For readers of Never Caught and You Never Forget Your First, a revealing true story of celebrity, race and the children George Washington raised.

While it’s widely known that George and Martha Washington never had children of their own, few are aware that they raised children together. In First Family, we see Washington as a father figure and are introduced to the children he helped raise, tracing their complicated roles in American history.

The children of Martha Washington’s son by her first marriage—Eliza, Patty, Nelly and Wash Custis—were born into life in the public eye, well-known as George Washington’s family and keepers of his legacy. By turns petty and powerful, glamorous and cruel, the Custises used Washington as a means to enhance their own power and status. As enslavers committed to the American empire, the Custis family embodied the failures of the American experiment that finally exploded into civil war—all the while being celebrities in a soap opera of their own making.

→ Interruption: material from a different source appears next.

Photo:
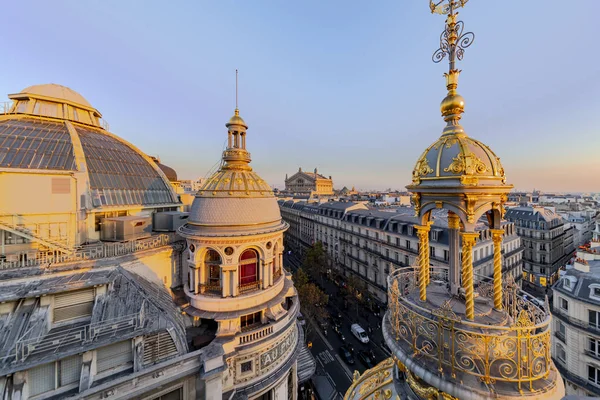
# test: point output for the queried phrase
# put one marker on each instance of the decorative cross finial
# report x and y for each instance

First Family brings new focus and attention to this surprisingly neglected aspect of George Washington’s life and legacy, shedding a light on:
  • What it meant to be a “family”
  • The complexities of kinship and race in the Custis family
  • Political power, fame, and the obsession with the celebrity
  • The Custises’ probable Black half-sibling

As the country grapples with concerns about political dynasties and the public role of presidential families, the saga of Washington’s family offers a human story of historical precedent. Award-winning historian Cassandra A. Good shows how the outspoken step-grandchildren of George Washington played an overlooked but important role in the development of American society and politics from the Revolution to the Civil War.

About the author

Cassandra Good is a writer and historian focused on gender and politics in early America. She is the author of the prize-winning Founding Friendships: Friendships between Men and Women in the Early American Republic (Oxford University Press, 2015). She has taught at Marymount University, George Washington University and University of Mary Washington and has written for Smithsonian Magazine, Mental Floss, The Atlantic and Slate.